# A year of hell



## findingpeace (Mar 14, 2009)

I first posted in dec of 2008 when my wife without warning moved out on me after an affair with my martial arts instuctor of three years we tried to work on things for awhile had an argument on valentines day and she started to see the other guy again after 8 week they broke up and my wife started to warm up to me by calling me more and saying sorry for what she did but here it is in the new year we have been seperated for a year and I found out over the weekend of Jan 1rst I discovered she is seeing this guy again so this is the 3rd time for them my heart is so torn I dont see no other option than divorce my wife doesnt know that I know she is seeing him and i am finding hard to be nice to her not sure how to confront her this is where i need some opinions any would be appreciated Thank you


----------



## Feelingalone (Apr 22, 2009)

give her her walking papers.


----------



## SoxMunkey (Jan 1, 2010)

From what you have stated, you really haven't mentioned if you and your wife were working on resolving your issues and working towards getting back together. I do find it interesting that she is so willing to continually give this other person another chance and she has already counted you out.

If you are going to file for divorce, then I strongly suggest that you have your information correct and factual before you proceed. I am surely not an expert, but it seems to me that all is lost. If the two if you have been idle during this last year, and not trying to talk things out, seek counseling, or put any effort whatsoever in trying to patch things up... then maybe it is time to part ways. 

Only you would know that for certain though.
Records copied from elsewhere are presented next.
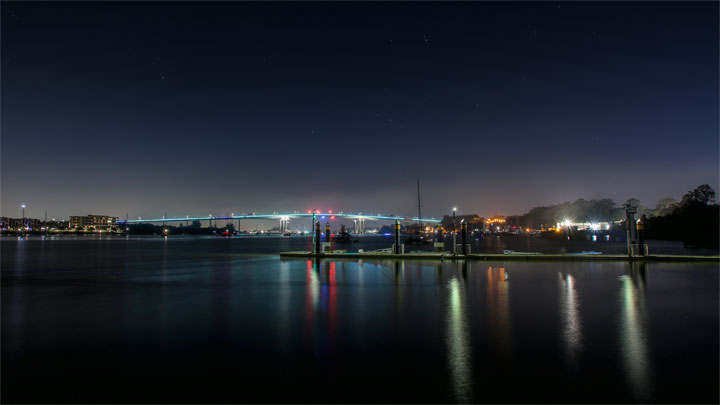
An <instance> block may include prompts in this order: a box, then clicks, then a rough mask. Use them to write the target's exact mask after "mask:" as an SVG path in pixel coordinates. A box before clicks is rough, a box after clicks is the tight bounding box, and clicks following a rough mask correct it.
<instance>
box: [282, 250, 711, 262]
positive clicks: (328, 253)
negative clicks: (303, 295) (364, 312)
mask: <svg viewBox="0 0 720 405" xmlns="http://www.w3.org/2000/svg"><path fill="white" fill-rule="evenodd" d="M280 258H281V259H288V258H289V259H293V258H298V259H299V258H303V259H310V258H318V259H349V260H358V259H397V260H407V259H413V260H438V261H445V260H450V261H457V260H468V261H526V262H533V261H565V262H603V261H626V262H718V263H720V256H690V255H648V256H633V257H628V256H626V255H581V254H573V255H568V254H539V255H522V254H513V255H506V254H484V253H483V254H469V255H453V254H450V253H400V254H394V253H320V254H315V253H311V252H280Z"/></svg>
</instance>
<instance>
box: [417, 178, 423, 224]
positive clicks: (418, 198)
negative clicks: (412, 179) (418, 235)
mask: <svg viewBox="0 0 720 405" xmlns="http://www.w3.org/2000/svg"><path fill="white" fill-rule="evenodd" d="M417 180H418V219H420V218H422V212H421V211H420V179H417ZM420 227H421V228H422V221H421V222H420Z"/></svg>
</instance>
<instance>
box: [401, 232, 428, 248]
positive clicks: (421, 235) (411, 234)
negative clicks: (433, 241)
mask: <svg viewBox="0 0 720 405" xmlns="http://www.w3.org/2000/svg"><path fill="white" fill-rule="evenodd" d="M403 243H405V244H406V245H423V244H426V243H432V239H430V238H427V237H426V236H425V235H424V234H423V233H422V232H420V231H415V232H413V233H411V234H409V235H407V236H405V239H404V240H403Z"/></svg>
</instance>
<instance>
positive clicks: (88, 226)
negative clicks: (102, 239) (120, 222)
mask: <svg viewBox="0 0 720 405" xmlns="http://www.w3.org/2000/svg"><path fill="white" fill-rule="evenodd" d="M117 219H118V217H109V216H106V215H86V216H75V215H73V216H71V217H70V228H81V229H96V230H100V229H109V228H115V227H117Z"/></svg>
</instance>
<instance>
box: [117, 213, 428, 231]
mask: <svg viewBox="0 0 720 405" xmlns="http://www.w3.org/2000/svg"><path fill="white" fill-rule="evenodd" d="M297 218H312V219H313V222H314V221H315V220H327V219H331V220H332V219H336V218H338V219H339V218H346V219H350V220H352V221H355V225H356V228H358V229H360V230H364V229H365V221H366V220H371V221H396V220H397V221H402V222H420V223H428V224H439V223H440V222H441V220H439V219H435V218H418V217H412V218H411V217H401V216H398V215H382V214H377V215H371V214H363V213H361V212H359V213H346V212H342V211H341V212H332V211H328V212H318V211H315V212H313V211H310V212H308V213H302V212H298V211H295V212H293V213H278V212H273V213H271V214H255V213H252V214H244V215H235V214H231V215H225V216H213V215H208V216H206V217H191V216H185V217H166V216H163V217H162V218H148V219H144V218H138V219H125V220H118V223H120V224H138V223H147V222H162V223H166V222H187V221H210V222H211V221H217V220H243V219H269V220H276V221H280V229H281V230H285V229H287V227H288V223H289V222H290V220H291V219H297Z"/></svg>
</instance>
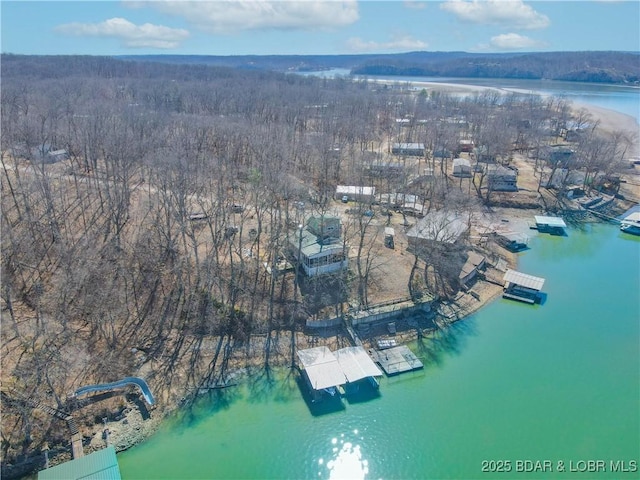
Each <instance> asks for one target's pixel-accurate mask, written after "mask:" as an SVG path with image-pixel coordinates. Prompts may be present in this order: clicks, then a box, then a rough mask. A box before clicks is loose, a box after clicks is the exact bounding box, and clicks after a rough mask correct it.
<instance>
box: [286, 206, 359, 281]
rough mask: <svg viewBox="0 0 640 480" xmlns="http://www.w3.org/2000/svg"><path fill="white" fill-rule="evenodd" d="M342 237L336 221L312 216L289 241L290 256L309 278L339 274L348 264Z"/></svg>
mask: <svg viewBox="0 0 640 480" xmlns="http://www.w3.org/2000/svg"><path fill="white" fill-rule="evenodd" d="M341 236H342V226H341V224H340V219H339V218H337V217H329V216H324V215H323V216H319V217H311V218H310V219H309V220H308V222H307V225H306V227H302V228H298V229H297V230H296V232H295V233H294V234H293V235H292V236H291V237H290V238H289V255H290V257H291V258H292V259H293V260H294V261H295V264H296V265H299V266H301V267H302V269H303V270H304V272H305V274H306V275H307V276H308V277H315V276H318V275H325V274H329V273H335V272H339V271H341V270H343V269H345V268H347V266H348V264H349V259H348V258H347V251H346V246H345V245H344V243H343V241H342V239H341Z"/></svg>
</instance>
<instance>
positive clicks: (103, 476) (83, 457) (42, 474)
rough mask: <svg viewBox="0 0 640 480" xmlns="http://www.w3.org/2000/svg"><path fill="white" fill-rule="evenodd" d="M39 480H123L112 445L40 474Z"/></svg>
mask: <svg viewBox="0 0 640 480" xmlns="http://www.w3.org/2000/svg"><path fill="white" fill-rule="evenodd" d="M38 480H121V477H120V468H119V467H118V459H117V458H116V451H115V449H114V448H113V446H112V445H109V446H108V447H107V448H103V449H102V450H98V451H97V452H93V453H90V454H89V455H85V456H83V457H80V458H76V459H74V460H71V461H69V462H65V463H61V464H60V465H56V466H55V467H51V468H47V469H45V470H41V471H39V472H38Z"/></svg>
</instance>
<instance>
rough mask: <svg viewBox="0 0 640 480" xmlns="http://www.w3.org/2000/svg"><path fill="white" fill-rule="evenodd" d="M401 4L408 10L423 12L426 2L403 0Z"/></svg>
mask: <svg viewBox="0 0 640 480" xmlns="http://www.w3.org/2000/svg"><path fill="white" fill-rule="evenodd" d="M402 4H403V5H404V6H405V7H406V8H408V9H409V10H424V9H425V8H426V6H427V2H425V1H420V0H404V1H403V2H402Z"/></svg>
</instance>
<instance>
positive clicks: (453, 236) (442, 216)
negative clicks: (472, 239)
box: [407, 211, 469, 251]
mask: <svg viewBox="0 0 640 480" xmlns="http://www.w3.org/2000/svg"><path fill="white" fill-rule="evenodd" d="M464 218H465V217H464V216H462V215H460V214H458V213H456V212H443V211H437V212H430V213H429V214H428V215H426V216H425V217H424V218H422V219H420V220H419V221H418V222H417V223H416V224H415V225H414V226H413V227H411V228H410V229H409V230H408V231H407V239H408V241H409V250H413V251H419V250H421V249H423V248H425V247H427V248H428V247H429V246H432V245H433V244H434V243H443V244H451V245H453V244H455V243H457V242H458V241H459V240H460V239H461V238H463V236H465V235H466V233H467V232H468V231H469V225H468V223H467V221H466V220H465V219H464Z"/></svg>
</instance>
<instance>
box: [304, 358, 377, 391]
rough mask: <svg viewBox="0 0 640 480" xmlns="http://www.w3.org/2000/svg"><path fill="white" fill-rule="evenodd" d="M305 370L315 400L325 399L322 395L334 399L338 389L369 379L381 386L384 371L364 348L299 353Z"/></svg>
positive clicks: (305, 378) (305, 375) (374, 384)
mask: <svg viewBox="0 0 640 480" xmlns="http://www.w3.org/2000/svg"><path fill="white" fill-rule="evenodd" d="M297 354H298V358H299V359H300V363H301V364H302V367H303V376H304V378H305V380H306V382H307V385H308V386H309V387H310V389H311V392H312V394H313V401H317V400H320V399H321V396H322V392H323V391H324V392H326V393H328V394H330V395H331V396H334V395H335V394H336V393H337V392H338V387H341V386H343V385H347V384H352V383H355V382H357V381H359V380H362V379H364V378H368V379H369V380H370V382H371V384H372V385H373V386H374V387H376V388H377V387H378V382H377V380H376V377H379V376H382V372H381V371H380V369H379V368H378V367H377V366H376V364H375V363H374V362H373V360H371V358H370V357H369V355H368V354H367V352H366V351H365V350H364V348H362V347H345V348H342V349H340V350H337V351H336V352H335V353H334V352H331V350H329V348H327V347H325V346H322V347H314V348H307V349H304V350H298V352H297Z"/></svg>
It is obvious that you still have feelings for her and that you are angry. You have every right to be, but that also doesn't mean that you have to be someone else's fool either.


----------



## Notaclue (Jan 1, 2010)

I have to agree with DS. If she hasn't put any effort in getting back together until she has a problem with her new BF, seems like she is playing both sides of the fence. You are the only one that knows the right answer, but from what you have written, seems like she is going to do this again, maybe with the same guy


----------